A travessia a nado do Canal da Mancha, entre Inglaterra e França, é considerada uma das ultramaratonas aquáticas mais difíceis do mundo. Por isso, é chamada de “Everest das águas”. Para percorrer os cerca de 33 km, o atleta precisa vencer a correnteza, as ondas e as baixas temperaturas. Muitos, inclusive brasileiros e sul-americanos, já completaram a façanha, enquanto outros morreram tentando. Curiosamente, houve também aqueles que desistiram muito perto de alcançar o objetivo.
Algo semelhante acontece na vida ministerial. Há aqueles que completam a carreira (2Tm 4:7), passando a desfrutar a merecida jubilação (palavra que vem do latim jubilatio e remete à “alegria, exultação, júbilo”). Outros, por uma fatalidade, tombam no cumprimento do dever, encerrando sua missão na Terra. E há aqueles que, infelizmente, por outros motivos, não completam a carreira nem mantêm a fé.
Sem dúvida, a figura pastoral é um dos alvos mais visados por Satanás. Se, conforme disse Ellen White, “a mais elevada de todas as obras é o ministério”, não poderíamos esperar menos (Obreiros Evangélicos [CPB, 2024], p. 63). E quanto maior for sua influência, mais suscetível estará o pastor! Como lembrou Emilson dos Reis, em entrevista à Revista Adventista de outubro deste ano, “o inimigo tem muitas estratégias para prejudicar nosso ministério e até nos afastar definitivamente. Ele pode usar opositores e caluniadores, mas também aduladores. Pode usar o desânimo, mas também o aparente sucesso e a honra que nos elevam” (p. 6).
Um fato ocorrido há 180 anos deixou grandes lições para nós. Em outubro de 1844, muitos cristãos sinceros abandonaram a fé depois de passarem pelo grande desapontamento. Como líder desse movimento, Guilherme Miller, após pregar cerca de 4.500 sermões para um público estimado em meio milhão de pessoas ao longo de 12 anos, sendo destaque nos jornais da época (Fundadores da Mensagem [CPB, 1995], p. 22, 24), teve que enfrentar não apenas a decepção, mas também os críticos. Contudo, em uma carta a Joshua Himes, datada de 10 de novembro de 1844, ele assegurou: “Embora eu tenha ficado duas vezes desapontado, não estou abatido nem desanimado” (Sylvester Bliss, Memoirs of William Miller [J. V. Himes, 1853], p. 277).

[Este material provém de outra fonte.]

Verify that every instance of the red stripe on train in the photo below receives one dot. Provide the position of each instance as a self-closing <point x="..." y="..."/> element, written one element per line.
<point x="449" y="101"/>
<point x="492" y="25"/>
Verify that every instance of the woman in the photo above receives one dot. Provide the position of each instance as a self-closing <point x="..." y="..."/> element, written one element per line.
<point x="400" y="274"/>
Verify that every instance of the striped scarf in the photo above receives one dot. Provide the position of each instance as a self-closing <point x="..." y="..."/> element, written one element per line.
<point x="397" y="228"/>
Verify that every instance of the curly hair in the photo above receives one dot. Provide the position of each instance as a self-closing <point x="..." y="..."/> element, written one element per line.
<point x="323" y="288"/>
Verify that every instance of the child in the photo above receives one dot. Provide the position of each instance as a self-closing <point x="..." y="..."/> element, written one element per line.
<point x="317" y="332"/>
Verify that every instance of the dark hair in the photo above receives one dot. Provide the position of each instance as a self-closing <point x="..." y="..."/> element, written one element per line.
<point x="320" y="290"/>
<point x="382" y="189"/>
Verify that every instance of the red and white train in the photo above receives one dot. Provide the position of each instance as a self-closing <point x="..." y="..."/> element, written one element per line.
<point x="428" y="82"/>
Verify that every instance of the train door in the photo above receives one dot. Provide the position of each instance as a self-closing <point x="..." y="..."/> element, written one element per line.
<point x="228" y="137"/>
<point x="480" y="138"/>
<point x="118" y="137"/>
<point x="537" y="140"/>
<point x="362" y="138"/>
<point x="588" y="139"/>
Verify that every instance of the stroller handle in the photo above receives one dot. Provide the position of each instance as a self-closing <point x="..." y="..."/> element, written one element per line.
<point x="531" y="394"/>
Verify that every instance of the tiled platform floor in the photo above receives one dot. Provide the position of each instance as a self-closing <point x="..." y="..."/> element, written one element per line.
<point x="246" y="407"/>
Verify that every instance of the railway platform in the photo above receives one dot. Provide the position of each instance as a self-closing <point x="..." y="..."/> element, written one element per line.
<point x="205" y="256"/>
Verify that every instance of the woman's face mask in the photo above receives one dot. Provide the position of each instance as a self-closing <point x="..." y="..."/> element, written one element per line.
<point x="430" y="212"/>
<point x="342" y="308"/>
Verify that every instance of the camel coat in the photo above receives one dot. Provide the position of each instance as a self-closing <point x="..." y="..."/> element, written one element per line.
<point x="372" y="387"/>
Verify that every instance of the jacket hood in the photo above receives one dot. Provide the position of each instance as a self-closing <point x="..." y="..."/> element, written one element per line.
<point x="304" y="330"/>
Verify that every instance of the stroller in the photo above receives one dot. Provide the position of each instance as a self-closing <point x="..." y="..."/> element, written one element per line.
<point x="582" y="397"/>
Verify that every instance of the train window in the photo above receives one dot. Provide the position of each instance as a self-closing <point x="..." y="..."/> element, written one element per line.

Mais tarde, outras dificuldades lhe sobrevieram, como a perda da visão, mas nada disso foi capaz de apagar o brilho da esperança no retorno de Cristo. Isso o manteve focado. Ao compilar suas memórias, o biógrafo de Miller registrou a seguinte declaração do pioneiro: “Embora minha visão natural esteja escurecida, a visão da minha mente está iluminada com uma perspectiva brilhante e gloriosa do futuro” (Memoirs of William Miller, p. 367).
Dentre os vários aspectos que chamam a atenção na trajetória desse líder, destaca-se também seu amor pela Palavra de Deus, embora ele tenha se equivocado em algumas de suas interpretações. Certa vez, um líder religioso visitou sua casa e, como Miller estava ausente, pediu ao menos para conhecer sua biblioteca. Sua filha conduziu o visitante até a sala em que estava a escrivaninha do pai. Dois livros estavam sobre a mesa: uma Bíblia antiga e a Concordância de Cruden, que ele havia comprado em uma data emblemática, 1798, muitos anos antes de se tornar pregador. “Essa é a biblioteca dele”, disse ela. Miller tornou-se popular por causa de sua mensagem peculiar, o que demonstra que não devemos abrir mão de nossas crenças distintivas na tentativa de ganhar mais influência hoje.
Os pilares da nossa fé nos dão estabilidade nos momentos de crise e nos ajudam a vencer as ameaças sutis, além do desânimo, das frustrações e do orgulho.